Session Establishment
Once a physical TCP connection is made, PSST goes through the following protocol
to verify the identity of each party and secure the line:
- Alice sends Bob an SHA hash of her public key
- Bob compares this hash to a hash of his own copy of Alice's public key
- If these hashes don't match, the connection is aborted.
- Ditto from Bob back to Alice
- Alice then generates a random 256-bit session key, plus a Blowfish CFB IV,
encrypts these against Bob's public key, then sends these to Bob
- Alice then signs these against her public key (proving that she possesses
the right matching private key), encrypts this signature against Bob's
public key, then sends this to Bob
- Bob decrypts all this, then verifies the session key and IV against Alice's
signature. If the signature is not correct, the session is aborted.
- Ditto again from Bob to Alice
- The session is now secured and open for traffic
Note from this protocol that there are two separate session keys - one for Alice
talking to Bob, and another for Bob talking back to Alice. This is aimed at
increasing the annoyance for attackers (eg governments). Because if, say, Bob
resides in a hostile regime like UK or Australia, and is forced to hand over his
private key, the attacker will only be able to decrypt the communication he has
received from Alice.
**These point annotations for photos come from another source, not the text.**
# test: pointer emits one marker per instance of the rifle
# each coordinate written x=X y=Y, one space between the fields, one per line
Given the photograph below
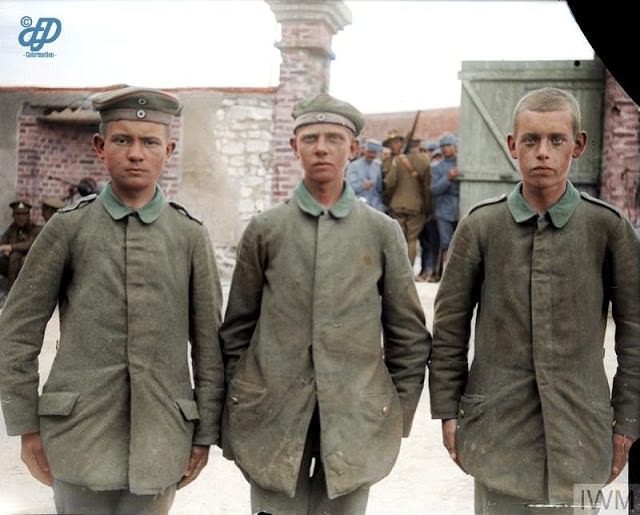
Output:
x=407 y=143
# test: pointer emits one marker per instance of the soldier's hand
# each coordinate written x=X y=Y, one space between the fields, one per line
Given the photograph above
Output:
x=449 y=438
x=33 y=456
x=198 y=459
x=621 y=446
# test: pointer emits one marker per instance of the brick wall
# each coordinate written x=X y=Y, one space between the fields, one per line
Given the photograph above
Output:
x=54 y=156
x=620 y=147
x=307 y=31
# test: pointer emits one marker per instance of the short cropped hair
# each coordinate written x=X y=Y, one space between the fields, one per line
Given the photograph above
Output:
x=546 y=100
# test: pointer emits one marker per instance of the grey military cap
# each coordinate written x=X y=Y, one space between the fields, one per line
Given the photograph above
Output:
x=324 y=108
x=139 y=104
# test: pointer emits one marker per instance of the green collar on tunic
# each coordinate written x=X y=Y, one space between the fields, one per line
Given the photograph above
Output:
x=559 y=213
x=147 y=213
x=308 y=204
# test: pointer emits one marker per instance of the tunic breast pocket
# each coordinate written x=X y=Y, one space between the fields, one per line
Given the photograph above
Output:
x=57 y=403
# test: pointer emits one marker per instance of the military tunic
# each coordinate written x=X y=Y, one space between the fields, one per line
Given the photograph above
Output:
x=20 y=239
x=312 y=294
x=534 y=411
x=134 y=288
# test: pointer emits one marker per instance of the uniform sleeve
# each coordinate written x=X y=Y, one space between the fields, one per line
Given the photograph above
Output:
x=455 y=301
x=205 y=313
x=624 y=291
x=24 y=246
x=23 y=321
x=245 y=296
x=407 y=342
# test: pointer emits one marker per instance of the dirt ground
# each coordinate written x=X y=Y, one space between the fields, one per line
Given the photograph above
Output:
x=424 y=479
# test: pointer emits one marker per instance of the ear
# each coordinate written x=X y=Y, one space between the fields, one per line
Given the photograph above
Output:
x=580 y=144
x=171 y=146
x=98 y=145
x=511 y=145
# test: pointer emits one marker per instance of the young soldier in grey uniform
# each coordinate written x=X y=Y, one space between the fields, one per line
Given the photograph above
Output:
x=118 y=424
x=324 y=336
x=533 y=416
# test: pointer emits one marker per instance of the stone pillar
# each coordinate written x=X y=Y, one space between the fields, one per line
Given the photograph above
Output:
x=307 y=30
x=620 y=146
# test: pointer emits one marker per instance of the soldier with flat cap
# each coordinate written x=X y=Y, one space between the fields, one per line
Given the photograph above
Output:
x=118 y=425
x=49 y=206
x=16 y=241
x=324 y=337
x=407 y=189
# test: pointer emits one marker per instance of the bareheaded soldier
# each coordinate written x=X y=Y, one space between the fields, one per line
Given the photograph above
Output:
x=532 y=419
x=118 y=425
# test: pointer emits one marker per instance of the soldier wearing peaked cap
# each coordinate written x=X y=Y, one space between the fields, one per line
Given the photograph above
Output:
x=319 y=281
x=16 y=241
x=118 y=425
x=365 y=176
x=533 y=419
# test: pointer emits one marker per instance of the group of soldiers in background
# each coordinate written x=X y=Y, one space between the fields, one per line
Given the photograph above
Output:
x=414 y=182
x=16 y=241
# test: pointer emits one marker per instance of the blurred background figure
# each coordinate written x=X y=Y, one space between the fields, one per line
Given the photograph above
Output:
x=365 y=175
x=444 y=188
x=49 y=206
x=16 y=241
x=429 y=239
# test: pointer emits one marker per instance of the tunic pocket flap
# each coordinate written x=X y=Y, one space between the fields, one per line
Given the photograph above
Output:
x=57 y=403
x=189 y=409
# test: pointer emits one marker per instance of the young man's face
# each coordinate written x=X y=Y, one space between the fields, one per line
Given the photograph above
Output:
x=21 y=219
x=544 y=145
x=134 y=153
x=448 y=150
x=396 y=145
x=323 y=149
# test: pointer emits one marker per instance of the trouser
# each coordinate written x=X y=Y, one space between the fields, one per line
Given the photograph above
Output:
x=411 y=224
x=490 y=502
x=311 y=489
x=429 y=245
x=634 y=478
x=70 y=498
x=445 y=232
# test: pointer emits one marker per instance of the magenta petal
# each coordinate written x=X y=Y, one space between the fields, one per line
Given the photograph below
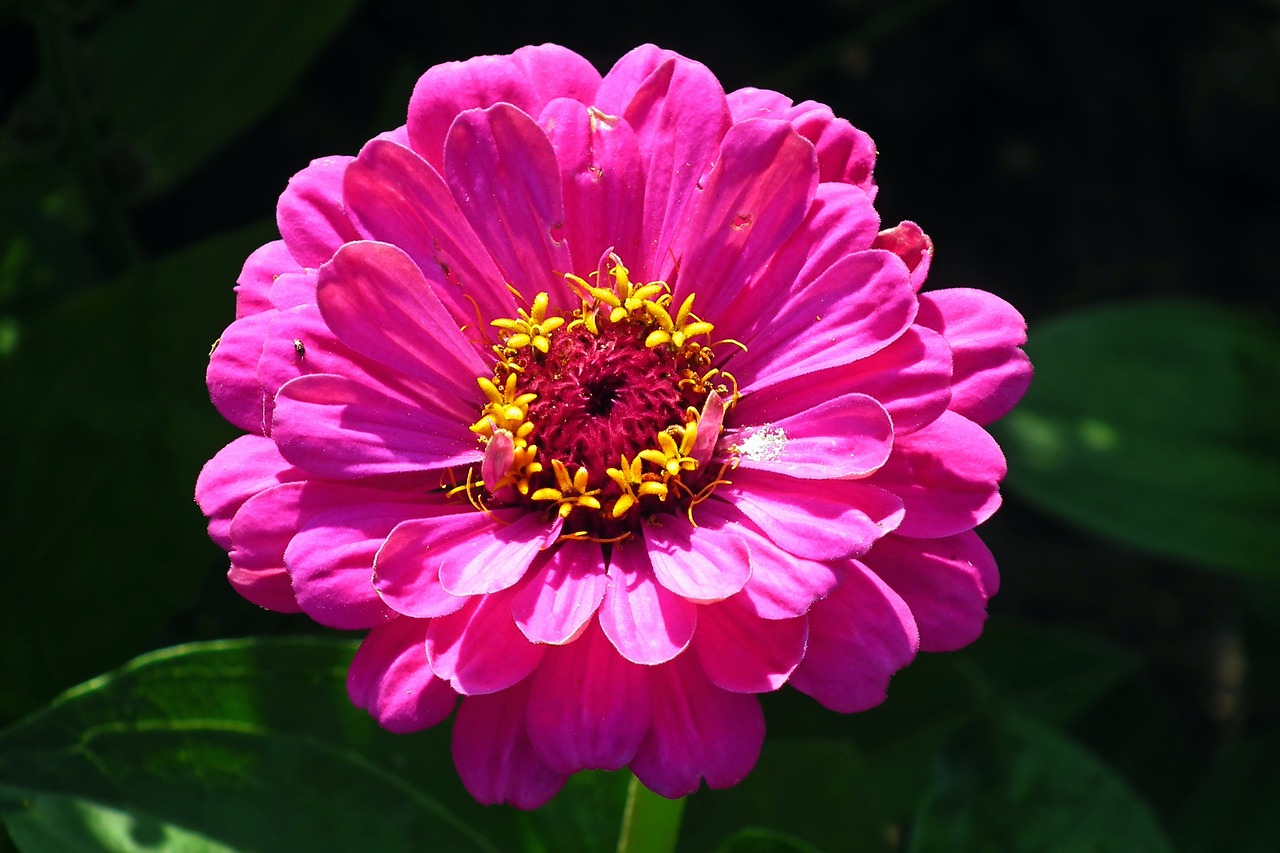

They still won't be able to decrypt what he himself
has said to Alice, which could give him a strong legal protection.
Session Protocol
This is fairly cave-man. Basically, data is sent and received in chunks. If you
study the Python source code (or, should I say, when you study the
source code), you'll see that the communication methods guarantee the receipt of
exact-sized chunks.
Each chunk has a variable length, and is prefixed by an identifier byte - a
character which indicates whether this chunk is typed text, a voice fragment,
a ping, or whatever. I have deliberately chosen not to document these here,
because the protocol may be massively extended ih the near future. So please RTFS!
Session Termination
A chat session is terminated if any of the following occur:
- Any attempt to send any packet fails (eg because physical TCP connection
has been broken),
- A ping packet hasn't been received from the other party in 90 seconds.